At Tuesday’s signing ceremony, U.S. Ambassador to Côte d’Ivoire Jessica Davis Ba said the U.S. government was “moving beyond traditional aid to a model focused on trade, innovation and shared prosperity.”
“Today, our bilateral cooperation is entering a new phase. We are implementing the America First global health strategy,” the ambassador said.
As part of the deal, Côte d’Ivoire has committed to eventually provide up to $292 million in health funding by 2030, Prime Minister Robert Beugre Mambe said.
The agreement is the largest of more than a dozen other arrangements the Trump administration has struck so far under the new strategy.
Cut USAID
Deep cuts to the US Agency for International Development earlier this year disrupted public health services around the world, with Africa being hit particularly hard.
This raises concerns about potential growth spread of HIV On the African continent, falling maternal and child healtha surge in malaria cases and reduced early detection of new infectious diseases.

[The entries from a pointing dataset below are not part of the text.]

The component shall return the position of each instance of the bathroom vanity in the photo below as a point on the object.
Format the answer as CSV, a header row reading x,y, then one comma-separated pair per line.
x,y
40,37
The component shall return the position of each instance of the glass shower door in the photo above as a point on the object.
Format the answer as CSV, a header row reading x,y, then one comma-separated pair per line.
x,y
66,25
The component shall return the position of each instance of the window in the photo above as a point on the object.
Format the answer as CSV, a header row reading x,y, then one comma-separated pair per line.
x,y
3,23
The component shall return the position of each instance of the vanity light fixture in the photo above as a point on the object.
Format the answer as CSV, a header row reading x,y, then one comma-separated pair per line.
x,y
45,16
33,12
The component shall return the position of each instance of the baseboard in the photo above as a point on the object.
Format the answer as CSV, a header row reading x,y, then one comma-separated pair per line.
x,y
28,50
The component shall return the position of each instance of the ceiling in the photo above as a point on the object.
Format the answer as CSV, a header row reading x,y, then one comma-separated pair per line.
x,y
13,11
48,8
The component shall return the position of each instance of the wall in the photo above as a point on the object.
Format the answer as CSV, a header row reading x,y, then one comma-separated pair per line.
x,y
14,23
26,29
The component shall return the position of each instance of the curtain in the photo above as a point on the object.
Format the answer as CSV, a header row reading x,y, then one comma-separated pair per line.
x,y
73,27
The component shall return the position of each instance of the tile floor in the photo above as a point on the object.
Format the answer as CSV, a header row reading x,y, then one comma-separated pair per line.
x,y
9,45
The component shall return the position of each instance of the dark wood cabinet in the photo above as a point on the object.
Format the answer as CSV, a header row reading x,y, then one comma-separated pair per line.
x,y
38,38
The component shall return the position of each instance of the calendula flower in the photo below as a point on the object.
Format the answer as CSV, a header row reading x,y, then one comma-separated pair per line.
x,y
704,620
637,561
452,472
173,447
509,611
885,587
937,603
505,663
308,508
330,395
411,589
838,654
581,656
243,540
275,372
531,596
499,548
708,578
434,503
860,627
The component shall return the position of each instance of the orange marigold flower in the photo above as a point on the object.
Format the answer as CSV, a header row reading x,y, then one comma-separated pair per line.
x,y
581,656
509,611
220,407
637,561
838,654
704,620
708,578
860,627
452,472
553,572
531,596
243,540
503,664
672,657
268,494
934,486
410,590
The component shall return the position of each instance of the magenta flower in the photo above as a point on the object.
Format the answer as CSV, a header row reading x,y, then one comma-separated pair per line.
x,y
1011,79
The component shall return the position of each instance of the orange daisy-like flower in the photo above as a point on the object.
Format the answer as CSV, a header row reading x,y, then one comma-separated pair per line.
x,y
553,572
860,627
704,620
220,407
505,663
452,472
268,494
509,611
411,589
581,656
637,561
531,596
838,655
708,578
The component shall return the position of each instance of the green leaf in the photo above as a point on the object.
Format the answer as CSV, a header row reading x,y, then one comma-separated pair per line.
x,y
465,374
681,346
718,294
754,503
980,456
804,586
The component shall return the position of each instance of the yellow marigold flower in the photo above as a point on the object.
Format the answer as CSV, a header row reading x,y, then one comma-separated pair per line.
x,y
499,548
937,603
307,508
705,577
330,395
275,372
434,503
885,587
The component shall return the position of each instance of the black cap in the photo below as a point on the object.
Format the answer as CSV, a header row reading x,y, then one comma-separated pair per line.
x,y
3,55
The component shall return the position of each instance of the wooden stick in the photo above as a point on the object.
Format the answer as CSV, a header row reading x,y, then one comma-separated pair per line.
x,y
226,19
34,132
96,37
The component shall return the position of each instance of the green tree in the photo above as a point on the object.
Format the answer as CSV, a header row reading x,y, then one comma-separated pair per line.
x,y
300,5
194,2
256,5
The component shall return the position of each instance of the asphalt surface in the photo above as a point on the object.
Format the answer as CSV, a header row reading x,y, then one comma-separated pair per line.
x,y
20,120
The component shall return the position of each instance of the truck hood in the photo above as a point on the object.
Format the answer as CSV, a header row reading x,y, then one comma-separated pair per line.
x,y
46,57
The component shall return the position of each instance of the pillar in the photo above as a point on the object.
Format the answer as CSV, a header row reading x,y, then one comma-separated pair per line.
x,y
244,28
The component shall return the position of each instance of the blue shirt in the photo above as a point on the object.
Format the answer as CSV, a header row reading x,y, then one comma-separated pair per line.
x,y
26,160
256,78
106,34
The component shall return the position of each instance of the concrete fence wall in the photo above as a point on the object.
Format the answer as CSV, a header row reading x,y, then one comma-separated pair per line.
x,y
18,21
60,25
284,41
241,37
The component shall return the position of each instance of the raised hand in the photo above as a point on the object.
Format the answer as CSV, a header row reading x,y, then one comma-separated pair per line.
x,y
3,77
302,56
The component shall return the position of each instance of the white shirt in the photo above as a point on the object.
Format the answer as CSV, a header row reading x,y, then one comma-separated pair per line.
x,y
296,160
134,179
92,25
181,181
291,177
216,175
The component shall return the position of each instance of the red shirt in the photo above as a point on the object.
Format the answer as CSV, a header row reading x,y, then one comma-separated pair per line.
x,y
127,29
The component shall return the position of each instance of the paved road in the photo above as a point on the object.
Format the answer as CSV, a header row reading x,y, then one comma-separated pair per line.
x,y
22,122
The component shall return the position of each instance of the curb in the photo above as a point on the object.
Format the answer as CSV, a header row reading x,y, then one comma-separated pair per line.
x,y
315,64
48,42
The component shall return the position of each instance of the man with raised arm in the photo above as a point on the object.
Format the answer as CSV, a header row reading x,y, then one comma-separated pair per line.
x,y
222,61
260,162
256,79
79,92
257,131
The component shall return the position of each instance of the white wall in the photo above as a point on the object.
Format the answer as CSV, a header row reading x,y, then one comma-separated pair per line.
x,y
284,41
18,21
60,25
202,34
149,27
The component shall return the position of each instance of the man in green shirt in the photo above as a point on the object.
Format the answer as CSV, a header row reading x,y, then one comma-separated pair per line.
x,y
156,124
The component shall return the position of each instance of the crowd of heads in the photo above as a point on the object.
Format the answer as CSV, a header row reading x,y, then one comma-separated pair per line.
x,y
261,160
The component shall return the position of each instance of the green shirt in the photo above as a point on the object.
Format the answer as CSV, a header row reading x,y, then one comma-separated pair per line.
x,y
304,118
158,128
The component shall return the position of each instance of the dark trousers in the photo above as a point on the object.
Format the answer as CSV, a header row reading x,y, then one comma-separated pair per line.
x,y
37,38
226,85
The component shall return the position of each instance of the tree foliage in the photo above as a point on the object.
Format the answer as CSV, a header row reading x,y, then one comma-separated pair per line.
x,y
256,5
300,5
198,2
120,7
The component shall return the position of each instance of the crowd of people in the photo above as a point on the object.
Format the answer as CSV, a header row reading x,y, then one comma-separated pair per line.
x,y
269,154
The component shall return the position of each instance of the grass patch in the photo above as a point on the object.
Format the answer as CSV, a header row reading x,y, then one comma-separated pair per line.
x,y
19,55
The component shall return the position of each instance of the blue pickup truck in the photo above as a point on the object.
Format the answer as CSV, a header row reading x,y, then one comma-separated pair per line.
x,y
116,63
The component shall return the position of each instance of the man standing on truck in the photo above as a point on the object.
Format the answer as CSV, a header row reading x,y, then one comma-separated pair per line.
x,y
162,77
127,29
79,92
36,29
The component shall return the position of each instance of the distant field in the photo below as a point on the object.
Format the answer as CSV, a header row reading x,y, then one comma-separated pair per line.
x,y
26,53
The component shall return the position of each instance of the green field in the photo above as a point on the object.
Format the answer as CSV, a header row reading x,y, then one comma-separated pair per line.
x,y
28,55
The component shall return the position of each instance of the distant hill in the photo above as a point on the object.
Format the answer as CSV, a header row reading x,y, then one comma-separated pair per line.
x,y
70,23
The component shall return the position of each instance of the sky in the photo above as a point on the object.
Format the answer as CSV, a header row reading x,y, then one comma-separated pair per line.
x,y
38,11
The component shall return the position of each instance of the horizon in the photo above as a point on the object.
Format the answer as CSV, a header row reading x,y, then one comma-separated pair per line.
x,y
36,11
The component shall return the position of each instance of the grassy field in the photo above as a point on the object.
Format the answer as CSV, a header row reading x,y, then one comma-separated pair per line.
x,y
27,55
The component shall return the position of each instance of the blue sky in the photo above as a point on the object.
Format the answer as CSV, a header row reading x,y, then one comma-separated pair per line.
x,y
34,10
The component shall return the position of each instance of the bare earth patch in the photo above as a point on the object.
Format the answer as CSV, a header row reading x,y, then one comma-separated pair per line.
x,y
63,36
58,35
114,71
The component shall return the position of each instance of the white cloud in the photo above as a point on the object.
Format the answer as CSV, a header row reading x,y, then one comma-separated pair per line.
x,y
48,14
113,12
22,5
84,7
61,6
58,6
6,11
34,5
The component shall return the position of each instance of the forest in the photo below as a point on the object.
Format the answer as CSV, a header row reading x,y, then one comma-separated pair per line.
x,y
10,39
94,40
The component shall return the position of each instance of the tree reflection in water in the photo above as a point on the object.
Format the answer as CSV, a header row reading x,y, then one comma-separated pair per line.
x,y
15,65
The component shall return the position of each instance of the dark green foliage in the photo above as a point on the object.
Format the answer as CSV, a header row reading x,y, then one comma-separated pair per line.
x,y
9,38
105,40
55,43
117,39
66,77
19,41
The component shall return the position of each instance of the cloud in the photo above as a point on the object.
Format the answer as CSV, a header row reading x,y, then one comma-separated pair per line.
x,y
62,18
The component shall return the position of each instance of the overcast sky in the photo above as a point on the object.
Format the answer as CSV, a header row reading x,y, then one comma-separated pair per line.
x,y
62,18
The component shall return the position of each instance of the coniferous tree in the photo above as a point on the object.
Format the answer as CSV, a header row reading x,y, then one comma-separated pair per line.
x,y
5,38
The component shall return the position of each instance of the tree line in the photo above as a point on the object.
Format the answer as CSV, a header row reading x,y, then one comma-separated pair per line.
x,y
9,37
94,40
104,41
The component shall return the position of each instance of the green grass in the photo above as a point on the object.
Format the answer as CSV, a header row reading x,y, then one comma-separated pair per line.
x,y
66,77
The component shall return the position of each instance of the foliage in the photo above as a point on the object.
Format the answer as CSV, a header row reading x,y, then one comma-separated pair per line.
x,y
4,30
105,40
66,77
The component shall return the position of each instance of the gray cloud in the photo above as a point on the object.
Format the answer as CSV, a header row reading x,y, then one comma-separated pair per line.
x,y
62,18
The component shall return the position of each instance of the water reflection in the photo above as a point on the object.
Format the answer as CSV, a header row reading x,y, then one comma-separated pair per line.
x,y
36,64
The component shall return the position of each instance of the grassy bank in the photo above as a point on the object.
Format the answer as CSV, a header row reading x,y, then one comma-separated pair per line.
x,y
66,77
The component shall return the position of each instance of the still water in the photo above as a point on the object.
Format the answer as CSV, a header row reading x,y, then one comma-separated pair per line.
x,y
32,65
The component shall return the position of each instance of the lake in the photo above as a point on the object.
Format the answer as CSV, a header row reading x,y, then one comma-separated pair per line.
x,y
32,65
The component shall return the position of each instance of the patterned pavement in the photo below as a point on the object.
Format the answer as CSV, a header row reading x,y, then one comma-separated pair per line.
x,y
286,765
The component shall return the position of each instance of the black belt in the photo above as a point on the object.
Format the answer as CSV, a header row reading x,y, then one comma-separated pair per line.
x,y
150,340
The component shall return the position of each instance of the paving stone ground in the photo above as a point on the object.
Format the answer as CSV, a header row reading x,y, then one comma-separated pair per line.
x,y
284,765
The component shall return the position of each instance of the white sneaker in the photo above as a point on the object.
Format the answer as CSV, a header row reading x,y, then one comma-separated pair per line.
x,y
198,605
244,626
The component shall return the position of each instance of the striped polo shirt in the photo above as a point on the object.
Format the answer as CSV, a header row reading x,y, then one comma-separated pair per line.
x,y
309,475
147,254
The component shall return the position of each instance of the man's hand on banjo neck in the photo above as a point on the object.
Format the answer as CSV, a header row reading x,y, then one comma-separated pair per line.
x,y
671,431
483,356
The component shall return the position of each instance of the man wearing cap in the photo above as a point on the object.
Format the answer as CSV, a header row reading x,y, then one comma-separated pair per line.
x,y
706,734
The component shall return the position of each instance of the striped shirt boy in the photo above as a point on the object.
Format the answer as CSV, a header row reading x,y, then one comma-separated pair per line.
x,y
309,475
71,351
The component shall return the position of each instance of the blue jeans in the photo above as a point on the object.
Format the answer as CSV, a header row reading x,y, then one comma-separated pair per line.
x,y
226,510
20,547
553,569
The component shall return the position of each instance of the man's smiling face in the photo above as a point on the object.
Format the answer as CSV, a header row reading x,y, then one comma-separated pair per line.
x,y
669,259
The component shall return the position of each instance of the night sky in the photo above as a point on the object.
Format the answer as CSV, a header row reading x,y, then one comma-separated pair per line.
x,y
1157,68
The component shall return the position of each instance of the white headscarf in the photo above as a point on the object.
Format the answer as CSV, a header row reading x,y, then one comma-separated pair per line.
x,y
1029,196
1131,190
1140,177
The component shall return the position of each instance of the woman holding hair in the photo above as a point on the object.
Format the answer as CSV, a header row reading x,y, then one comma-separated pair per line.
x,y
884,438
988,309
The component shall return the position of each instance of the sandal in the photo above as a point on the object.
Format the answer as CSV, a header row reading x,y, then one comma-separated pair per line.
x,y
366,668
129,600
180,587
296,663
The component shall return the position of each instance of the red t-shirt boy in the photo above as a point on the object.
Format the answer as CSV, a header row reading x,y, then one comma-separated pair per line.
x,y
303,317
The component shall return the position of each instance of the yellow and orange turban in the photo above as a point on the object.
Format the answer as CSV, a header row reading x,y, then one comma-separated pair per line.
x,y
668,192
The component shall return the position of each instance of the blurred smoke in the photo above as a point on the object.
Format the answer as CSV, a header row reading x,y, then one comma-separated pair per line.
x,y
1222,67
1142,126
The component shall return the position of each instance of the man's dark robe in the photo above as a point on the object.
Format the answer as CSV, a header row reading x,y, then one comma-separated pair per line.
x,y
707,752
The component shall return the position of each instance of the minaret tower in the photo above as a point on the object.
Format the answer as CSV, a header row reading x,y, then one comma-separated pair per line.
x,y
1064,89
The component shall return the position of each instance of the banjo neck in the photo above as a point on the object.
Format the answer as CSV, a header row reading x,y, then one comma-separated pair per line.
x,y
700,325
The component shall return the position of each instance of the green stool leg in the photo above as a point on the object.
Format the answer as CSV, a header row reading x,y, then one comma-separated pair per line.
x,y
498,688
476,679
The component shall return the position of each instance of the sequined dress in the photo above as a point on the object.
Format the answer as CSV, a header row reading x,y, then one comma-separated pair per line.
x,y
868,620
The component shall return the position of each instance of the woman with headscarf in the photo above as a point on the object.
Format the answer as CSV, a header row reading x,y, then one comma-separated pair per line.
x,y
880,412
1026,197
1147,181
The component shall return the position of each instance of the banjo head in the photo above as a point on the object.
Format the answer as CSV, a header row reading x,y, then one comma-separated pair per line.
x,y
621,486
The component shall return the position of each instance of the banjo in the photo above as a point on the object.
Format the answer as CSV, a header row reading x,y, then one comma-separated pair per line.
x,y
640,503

While the Ivory Coast agreement and other new bilateral agreements seek to address issues in these areas, public health experts have been cautious about the government’s approach.
An analysis earlier this month by the Center for Global Development said the new strategy outlines several potentially beneficial changes to foreign health aid delivery.
However, the changes “pose significant risks to service delivery and hard-won public health gains,” senior analyst Jocilyn Estes and policy researcher Janeen Madan Keller wrote.
The pair identified several potential areas of risk, including public health priorities that could be affected by “deal pressure”, oversight issues and clarity on how services will be protected if partner countries fail to meet their commitments.
Experts further questioned what the strategy would mean for aid in areas without “credible or stable governments.”
“The implementation of a reconfiguration approach to U.S. global health assistance, particularly direct government assistance, at this scale and speed is unprecedented,” they wrote, adding that “lives are at risk at every potential point of failure.”